猫の後ろ姿 2267 沖縄・名護 宮城与徳の絵を観る
宮城 与徳(みやぎ よとく、1903年~1943年)
洋画家、アメリカ在住中に左翼運動に参加する。帰国後、ゾルゲ諜報団に参加。 ソ連のスパイとして、いわゆる「ゾルゲ事件」に関与して逮捕、拘留先で病死した。
宮城与徳の故郷、沖縄・名護市の名護博物館に作品が所蔵されている。
今回の名護訪問は、新たに寄託された宮城与徳作品3点(月光像・牡丹花・やまなみ)を拝見することを目的とした。

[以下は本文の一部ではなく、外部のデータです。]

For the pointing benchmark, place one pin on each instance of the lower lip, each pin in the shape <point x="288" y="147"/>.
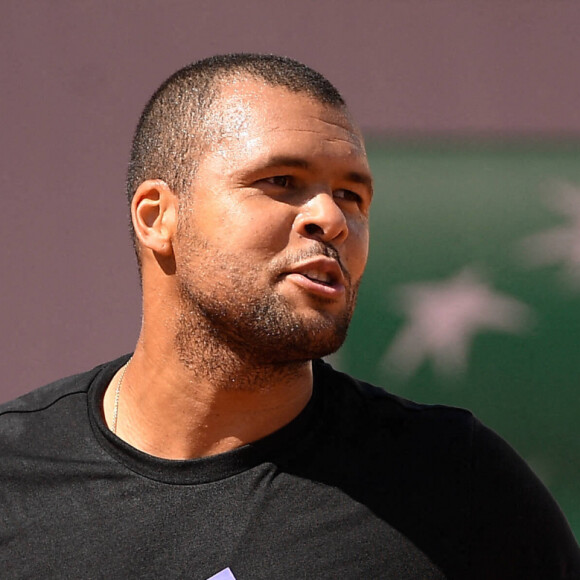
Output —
<point x="314" y="287"/>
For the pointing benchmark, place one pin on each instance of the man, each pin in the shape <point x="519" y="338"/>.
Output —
<point x="220" y="449"/>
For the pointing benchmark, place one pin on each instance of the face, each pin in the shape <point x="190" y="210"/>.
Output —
<point x="273" y="237"/>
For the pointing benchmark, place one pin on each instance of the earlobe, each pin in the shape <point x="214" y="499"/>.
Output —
<point x="154" y="215"/>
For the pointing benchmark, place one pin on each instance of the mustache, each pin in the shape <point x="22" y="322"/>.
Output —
<point x="316" y="250"/>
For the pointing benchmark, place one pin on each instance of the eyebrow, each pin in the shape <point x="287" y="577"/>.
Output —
<point x="298" y="162"/>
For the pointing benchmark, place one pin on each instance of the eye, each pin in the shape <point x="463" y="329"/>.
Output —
<point x="280" y="180"/>
<point x="347" y="195"/>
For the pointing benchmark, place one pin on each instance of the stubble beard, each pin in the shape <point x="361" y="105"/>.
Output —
<point x="242" y="326"/>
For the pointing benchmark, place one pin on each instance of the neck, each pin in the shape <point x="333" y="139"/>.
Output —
<point x="209" y="402"/>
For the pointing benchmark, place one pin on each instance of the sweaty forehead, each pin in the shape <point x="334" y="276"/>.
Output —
<point x="250" y="109"/>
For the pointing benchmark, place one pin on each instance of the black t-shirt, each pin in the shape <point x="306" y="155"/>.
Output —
<point x="362" y="484"/>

この3点は尾崎秀実が宮城から直接購入した物であり、秀実の娘・楊子が保管し、名護博物館に寄託したもの。尾崎秀実と宮城与徳の関連を知る上でも重要な意味を持つ3点である。
宮城与徳 月光像
宮城与徳 やまなみ
宮城与徳 牡丹花
特に興味深いのは「牡丹花」。作品裏に、楊子によるメモが貼り込まれていた。
楊記
宮城与徳氏 作
1938~40年頃 宮城氏より購入
尾崎の家(祐天寺)の茶の間にかけたが余白
が気になると尾崎が何げなく口にすると
居合わせた西園寺公一氏が墨をすらせて
即座に木下利玄の歌「牡丹花は咲き定
まりて静かなり花の占めたる位置の確かさ」
と書かれた さすが公卿の末と一同感嘆。
宮城与徳・尾崎秀実・西園寺公一というゾルゲ事件の三人の主要人物の姿がみえてくる。
今後も、宮城与徳というひとりの画家を志した沖縄人の生きようを見つめ、芸術と政治のかかわりの意味を考えていきたいと思う。